I’ll be interested to see how Greinke does in Milwaukee. He was unquestionably brilliant in 2009, but he hardly has a consistent track record of success. Expectations are high. Scouts rave about his stuff and how well he’ll fit in the National League. The Brewers, who appear to be on the verge of losing Prince Fielder, seem to be shifting their philosophy. A couple of years back their playoff team was C.C. Sabathia and a bunch of power hitters. Now faced with the reality of not being able to keep their position players, it looks like they are trying to stockpile young arms and perhaps follow the Giants’ blueprint. In addition to Greinke, the Brewers have Yovani Gallardo and newly acquired Shawn Marcum to anchor what should a very formidable rotation.

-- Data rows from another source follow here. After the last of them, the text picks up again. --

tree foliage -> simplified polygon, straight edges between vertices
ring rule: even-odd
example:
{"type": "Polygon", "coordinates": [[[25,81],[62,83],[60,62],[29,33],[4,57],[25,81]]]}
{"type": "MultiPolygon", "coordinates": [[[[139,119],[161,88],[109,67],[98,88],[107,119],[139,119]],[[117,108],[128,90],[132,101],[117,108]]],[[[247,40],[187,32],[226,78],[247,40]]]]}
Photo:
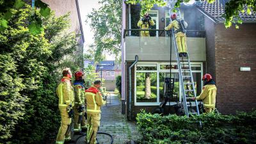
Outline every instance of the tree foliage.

You could drive yourself crazy trying to rank the top-10 pitchers in the National League. Halladay, Oswalt, Lee, Hamels, Santana, Johnson, Lincecum, Cain, Sanchez, Greinke, Carpenter, Wainwright….it goes on and on. It’s an embarrassment of riches. In the AL, the list isn’t quite as flashy and the talent doesn’t appear to be as deep. I think the usual argument is that the same pitchers wouldn’t have the same success in the AL, and that is true to a certain extent, but with how the playoffs have been evolving lately, I’d be concerned if my team didn’t have a couple of shutdown starters at the top of the rotation.
It seems like in the constant struggle between offense and pitching that pitching is starting to win out a little bit. The playoffs last season were largely about how dominant your ace or aces were. The Giants pitched their way into the World Series, and the Rangers had Cliff Lee on autopilot until he ran into San Francisco. The Yankees were relying heavily on C.C, and the Phillies used their rotation to get into the NLCS. When talking about offensive stars, most of discussion was around slumps. Why isn’t this guy hitting?
I guess the bottom line is, which teams in the AL have a staff that you wouldn’t want to run into in a short series? Certainly Texas shouldn’t be feared, the Yankees still have slots to fill, the Red Sox have name value but not much recent success, Tampa Bay has the most raw talent, but could be on the verge of being broken up. There’s nothing there that approaches SF, or Philly or even St. Louis. So, when the World Series rolls around again, I think we might see another classic match-up of AL vs. NL ball. Can the NL turn the tide for an extended streak of success thanks to their pitching? We’ll see.